| Boy I really hesitate to offer advice on this. Just know it's coming from someone who is in the midst of starting a not yet successful startup. So maybe this is terrible advice, or I may be the wrong person to give it. Seems like enough of a disclaimer. I found myself experiencing feelings similar to what you're describing. Something that helped was not focusing on the future end state so much. I remember one time seeing this interview with Bezos where they were congratulating him on Amazon's stock price at that time. And he was talking about how he tries to encourage Amazon employees to think in terms of inputs to Amazon, not outputs (like stock price). I really like that idea of focusing on doing the hard work at hand and not worrying too much about what comes out on the other side. Obviously this can go too far, you still need some vision to aim at. But I find that not only with this experience, but with learning other things too there can be sort of a stall where it feels like nothing is happening. You keep showing up every day but it feels like there are no results. There is value in having a sort of stubbornness in the face of that. Focusing in on doing the work of the day and finding joy in it, rather than worrying about a payoff that may or may not ever come. I think this is one of the reasons that startups work better when it's a topic you're sort of obsessed with. It helps to be able to work on something that you don't even care all that much if it leads to anything.
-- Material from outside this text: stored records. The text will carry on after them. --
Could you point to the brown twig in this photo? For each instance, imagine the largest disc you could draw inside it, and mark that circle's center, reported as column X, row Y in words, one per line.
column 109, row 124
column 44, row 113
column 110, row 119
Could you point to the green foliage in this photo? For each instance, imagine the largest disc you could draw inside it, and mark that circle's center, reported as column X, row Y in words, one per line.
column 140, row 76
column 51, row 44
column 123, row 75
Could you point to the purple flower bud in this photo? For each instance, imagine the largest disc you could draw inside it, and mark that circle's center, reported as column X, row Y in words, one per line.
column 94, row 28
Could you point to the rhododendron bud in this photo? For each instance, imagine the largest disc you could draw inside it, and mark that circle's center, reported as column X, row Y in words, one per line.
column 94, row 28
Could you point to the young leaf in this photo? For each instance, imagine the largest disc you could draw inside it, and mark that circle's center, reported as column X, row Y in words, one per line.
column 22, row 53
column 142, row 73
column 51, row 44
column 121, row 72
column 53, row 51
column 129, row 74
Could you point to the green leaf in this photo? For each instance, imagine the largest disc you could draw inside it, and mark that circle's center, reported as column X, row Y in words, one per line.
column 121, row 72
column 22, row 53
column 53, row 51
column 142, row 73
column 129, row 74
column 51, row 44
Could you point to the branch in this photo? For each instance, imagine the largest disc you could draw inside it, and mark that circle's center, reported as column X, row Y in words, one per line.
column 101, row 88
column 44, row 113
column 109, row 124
Just a weird and interesting thread you keep pulling on. |
I've noticed within myself some long-ingrained fear of failure, and this seems to manifest as dreading my work for fear of a suboptimal "outcome" (I don't know how to solve a problem, a project takes too long, rejection/setbacks on the funding front).
Any tips or strategies that have helped you shift your mindset to being more about "inputs" other than diligent repetition/journaling?